La protesta si è svolta in modo concentrato e pacifico. Grande dispiegamento di forze dell’ordine e tensione visibile ma senza scontri. Il presidio è nato intorno all’annuncio, rilanciato dagli organizzatori, che dalla pista di Malpensa sarebbe dovuto partire il volo CV 06311 con «cinque carichi di ali per F-35» diretti allo stabilimento Lockheed Martin di Fort Worth (USA). I promotori hanno rivendicato il diritto di impedire quel trasferimento come gesto concreto per chiedere l’embargo sulle armi verso Israele.
A guidare l’azione pubblicamente sono stati i Giovani Palestinesi - gruppo definito dagli osservatori locali come radicale sul piano dell’azione ma di impostazione laica - con la partecipazione del Gruppo Tanuki, già attivo nelle mobilitazioni locali legate al boschetto di via Curtatone a Gallarate.

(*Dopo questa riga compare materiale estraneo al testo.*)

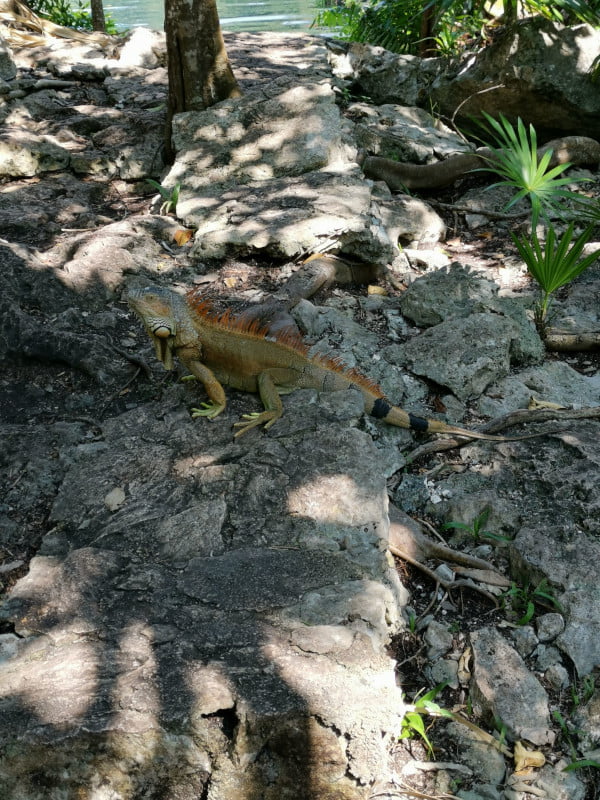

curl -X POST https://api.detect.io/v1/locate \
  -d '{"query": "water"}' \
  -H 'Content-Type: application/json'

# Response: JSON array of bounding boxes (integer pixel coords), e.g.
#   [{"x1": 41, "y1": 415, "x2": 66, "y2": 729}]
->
[{"x1": 104, "y1": 0, "x2": 326, "y2": 31}]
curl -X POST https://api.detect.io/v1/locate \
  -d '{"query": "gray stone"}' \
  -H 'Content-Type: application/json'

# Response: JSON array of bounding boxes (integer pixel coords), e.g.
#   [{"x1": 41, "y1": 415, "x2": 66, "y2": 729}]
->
[
  {"x1": 533, "y1": 644, "x2": 561, "y2": 672},
  {"x1": 119, "y1": 26, "x2": 167, "y2": 69},
  {"x1": 0, "y1": 398, "x2": 406, "y2": 800},
  {"x1": 471, "y1": 628, "x2": 554, "y2": 745},
  {"x1": 512, "y1": 625, "x2": 538, "y2": 658},
  {"x1": 400, "y1": 262, "x2": 545, "y2": 364},
  {"x1": 535, "y1": 764, "x2": 586, "y2": 800},
  {"x1": 446, "y1": 722, "x2": 506, "y2": 785},
  {"x1": 478, "y1": 361, "x2": 600, "y2": 416},
  {"x1": 535, "y1": 611, "x2": 565, "y2": 642},
  {"x1": 426, "y1": 658, "x2": 460, "y2": 689},
  {"x1": 510, "y1": 528, "x2": 600, "y2": 675},
  {"x1": 0, "y1": 128, "x2": 70, "y2": 178},
  {"x1": 544, "y1": 664, "x2": 571, "y2": 692},
  {"x1": 573, "y1": 689, "x2": 600, "y2": 751},
  {"x1": 430, "y1": 16, "x2": 600, "y2": 138},
  {"x1": 328, "y1": 42, "x2": 445, "y2": 106},
  {"x1": 400, "y1": 262, "x2": 498, "y2": 327},
  {"x1": 424, "y1": 620, "x2": 453, "y2": 661},
  {"x1": 346, "y1": 103, "x2": 473, "y2": 164}
]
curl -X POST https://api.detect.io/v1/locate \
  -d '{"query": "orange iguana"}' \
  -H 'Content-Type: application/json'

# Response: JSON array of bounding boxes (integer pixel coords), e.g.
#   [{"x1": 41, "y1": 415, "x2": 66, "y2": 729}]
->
[{"x1": 127, "y1": 287, "x2": 505, "y2": 440}]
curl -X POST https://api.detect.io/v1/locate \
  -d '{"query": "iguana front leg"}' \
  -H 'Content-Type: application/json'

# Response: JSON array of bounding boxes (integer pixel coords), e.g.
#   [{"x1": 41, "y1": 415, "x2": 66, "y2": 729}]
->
[
  {"x1": 233, "y1": 372, "x2": 283, "y2": 439},
  {"x1": 177, "y1": 351, "x2": 227, "y2": 419}
]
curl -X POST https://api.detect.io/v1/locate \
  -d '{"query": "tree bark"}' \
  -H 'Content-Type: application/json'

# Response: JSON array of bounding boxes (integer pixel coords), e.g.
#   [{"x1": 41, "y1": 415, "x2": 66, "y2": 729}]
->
[
  {"x1": 165, "y1": 0, "x2": 241, "y2": 159},
  {"x1": 90, "y1": 0, "x2": 106, "y2": 33}
]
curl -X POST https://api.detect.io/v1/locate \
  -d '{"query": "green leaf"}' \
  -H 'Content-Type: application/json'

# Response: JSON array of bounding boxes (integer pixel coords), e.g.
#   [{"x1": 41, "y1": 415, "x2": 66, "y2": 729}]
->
[{"x1": 517, "y1": 600, "x2": 535, "y2": 625}]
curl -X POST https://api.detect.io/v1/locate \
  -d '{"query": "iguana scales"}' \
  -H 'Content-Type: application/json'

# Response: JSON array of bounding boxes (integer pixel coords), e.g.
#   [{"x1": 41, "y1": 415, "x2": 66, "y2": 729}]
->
[{"x1": 127, "y1": 287, "x2": 505, "y2": 440}]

«Pretendiamo l’embargo sulle armi, non è uno slogan ma una rivendicazione concreta di assunzione di responsabilità», recita il comunicato distribuito dal sindacato USB. Il presidio di stasera si inserisce in un’ondata più ampia di mobilitazioni e scioperi in Italia - con manifestazioni e blocchi in varie città contro l’invio di armamenti e in segno di solidarietà verso la popolazione palestinese - che nelle ultime settimane ha visto cortei, presidi e azioni di disturbo ai siti connessi al settore della difesa.

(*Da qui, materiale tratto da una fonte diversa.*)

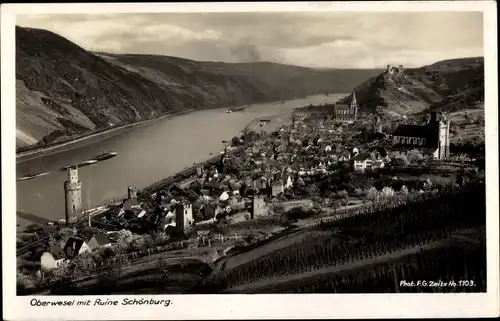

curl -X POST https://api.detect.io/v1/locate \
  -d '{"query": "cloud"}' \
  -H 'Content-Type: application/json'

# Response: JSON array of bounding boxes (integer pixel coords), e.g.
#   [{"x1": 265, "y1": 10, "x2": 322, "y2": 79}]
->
[{"x1": 18, "y1": 11, "x2": 483, "y2": 68}]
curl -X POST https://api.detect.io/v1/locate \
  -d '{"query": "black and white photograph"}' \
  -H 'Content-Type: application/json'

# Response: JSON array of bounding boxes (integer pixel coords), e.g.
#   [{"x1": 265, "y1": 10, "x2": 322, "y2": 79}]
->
[{"x1": 2, "y1": 1, "x2": 498, "y2": 317}]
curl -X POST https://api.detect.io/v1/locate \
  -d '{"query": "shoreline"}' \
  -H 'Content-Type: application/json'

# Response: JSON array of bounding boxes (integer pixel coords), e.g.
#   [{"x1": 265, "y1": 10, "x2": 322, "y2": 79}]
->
[
  {"x1": 16, "y1": 109, "x2": 196, "y2": 164},
  {"x1": 16, "y1": 94, "x2": 338, "y2": 164}
]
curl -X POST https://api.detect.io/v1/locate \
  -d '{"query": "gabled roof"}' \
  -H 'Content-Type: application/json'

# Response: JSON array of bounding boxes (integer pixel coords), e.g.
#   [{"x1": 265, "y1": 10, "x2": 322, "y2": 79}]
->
[
  {"x1": 63, "y1": 236, "x2": 84, "y2": 259},
  {"x1": 392, "y1": 124, "x2": 439, "y2": 148},
  {"x1": 393, "y1": 125, "x2": 427, "y2": 138},
  {"x1": 335, "y1": 104, "x2": 350, "y2": 110},
  {"x1": 48, "y1": 246, "x2": 66, "y2": 260}
]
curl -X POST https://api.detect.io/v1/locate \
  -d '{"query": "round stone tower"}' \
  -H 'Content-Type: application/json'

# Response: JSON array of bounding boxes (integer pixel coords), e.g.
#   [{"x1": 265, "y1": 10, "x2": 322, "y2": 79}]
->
[{"x1": 64, "y1": 167, "x2": 82, "y2": 224}]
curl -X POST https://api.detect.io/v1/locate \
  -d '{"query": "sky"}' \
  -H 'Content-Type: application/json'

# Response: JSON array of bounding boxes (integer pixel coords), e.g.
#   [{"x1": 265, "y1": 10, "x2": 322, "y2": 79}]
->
[{"x1": 16, "y1": 12, "x2": 483, "y2": 68}]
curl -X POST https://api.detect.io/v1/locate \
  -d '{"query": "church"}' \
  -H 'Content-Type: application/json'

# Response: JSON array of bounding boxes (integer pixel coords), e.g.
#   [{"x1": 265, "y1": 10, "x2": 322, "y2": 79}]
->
[
  {"x1": 333, "y1": 91, "x2": 359, "y2": 123},
  {"x1": 392, "y1": 112, "x2": 450, "y2": 159}
]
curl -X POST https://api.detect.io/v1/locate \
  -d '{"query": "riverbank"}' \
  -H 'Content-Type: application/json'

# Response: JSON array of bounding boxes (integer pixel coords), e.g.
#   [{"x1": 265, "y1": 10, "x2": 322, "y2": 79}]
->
[
  {"x1": 16, "y1": 95, "x2": 324, "y2": 163},
  {"x1": 16, "y1": 109, "x2": 195, "y2": 163}
]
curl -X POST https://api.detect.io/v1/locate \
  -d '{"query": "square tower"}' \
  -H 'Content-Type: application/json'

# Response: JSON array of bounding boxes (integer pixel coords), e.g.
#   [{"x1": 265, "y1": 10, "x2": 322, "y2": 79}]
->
[
  {"x1": 64, "y1": 167, "x2": 82, "y2": 224},
  {"x1": 175, "y1": 203, "x2": 193, "y2": 233}
]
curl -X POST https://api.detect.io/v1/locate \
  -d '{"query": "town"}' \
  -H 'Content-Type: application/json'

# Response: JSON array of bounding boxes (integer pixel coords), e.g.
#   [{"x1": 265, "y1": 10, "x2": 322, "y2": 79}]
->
[{"x1": 17, "y1": 74, "x2": 485, "y2": 294}]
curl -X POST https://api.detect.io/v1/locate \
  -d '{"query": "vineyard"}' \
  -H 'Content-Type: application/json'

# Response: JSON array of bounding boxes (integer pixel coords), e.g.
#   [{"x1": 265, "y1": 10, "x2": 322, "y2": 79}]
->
[
  {"x1": 244, "y1": 242, "x2": 486, "y2": 293},
  {"x1": 195, "y1": 184, "x2": 486, "y2": 293}
]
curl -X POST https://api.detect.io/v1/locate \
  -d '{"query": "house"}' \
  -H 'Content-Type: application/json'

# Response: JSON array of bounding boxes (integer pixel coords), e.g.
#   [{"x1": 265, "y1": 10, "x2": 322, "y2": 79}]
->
[
  {"x1": 63, "y1": 236, "x2": 92, "y2": 259},
  {"x1": 353, "y1": 153, "x2": 374, "y2": 172},
  {"x1": 40, "y1": 246, "x2": 66, "y2": 272},
  {"x1": 118, "y1": 198, "x2": 142, "y2": 216},
  {"x1": 159, "y1": 211, "x2": 175, "y2": 231},
  {"x1": 88, "y1": 233, "x2": 111, "y2": 251},
  {"x1": 372, "y1": 160, "x2": 385, "y2": 169},
  {"x1": 271, "y1": 181, "x2": 283, "y2": 197},
  {"x1": 283, "y1": 173, "x2": 293, "y2": 190},
  {"x1": 333, "y1": 91, "x2": 359, "y2": 123},
  {"x1": 175, "y1": 202, "x2": 194, "y2": 233}
]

Dal punto di vista operativo lo scalo è rimasto aperto e regolare; il presidio si è svolto nell’area esterna agli arrivi senza causare interruzioni ai voli e all’arrivo dei passeggeri.
La serata si è chiusa senza incidenti: i manifestanti hanno lasciato gradatamente la zona dopo aver scandito alcuni cori, mentre le forze dell’ordine hanno mantenuto la vigilanza fino allo scioglimento dell’assembramento. I promotori hanno annunciato che «se necessario» torneranno a presidiare in futuro finché non verrà ottenuta la sospensione delle spedizioni contestate.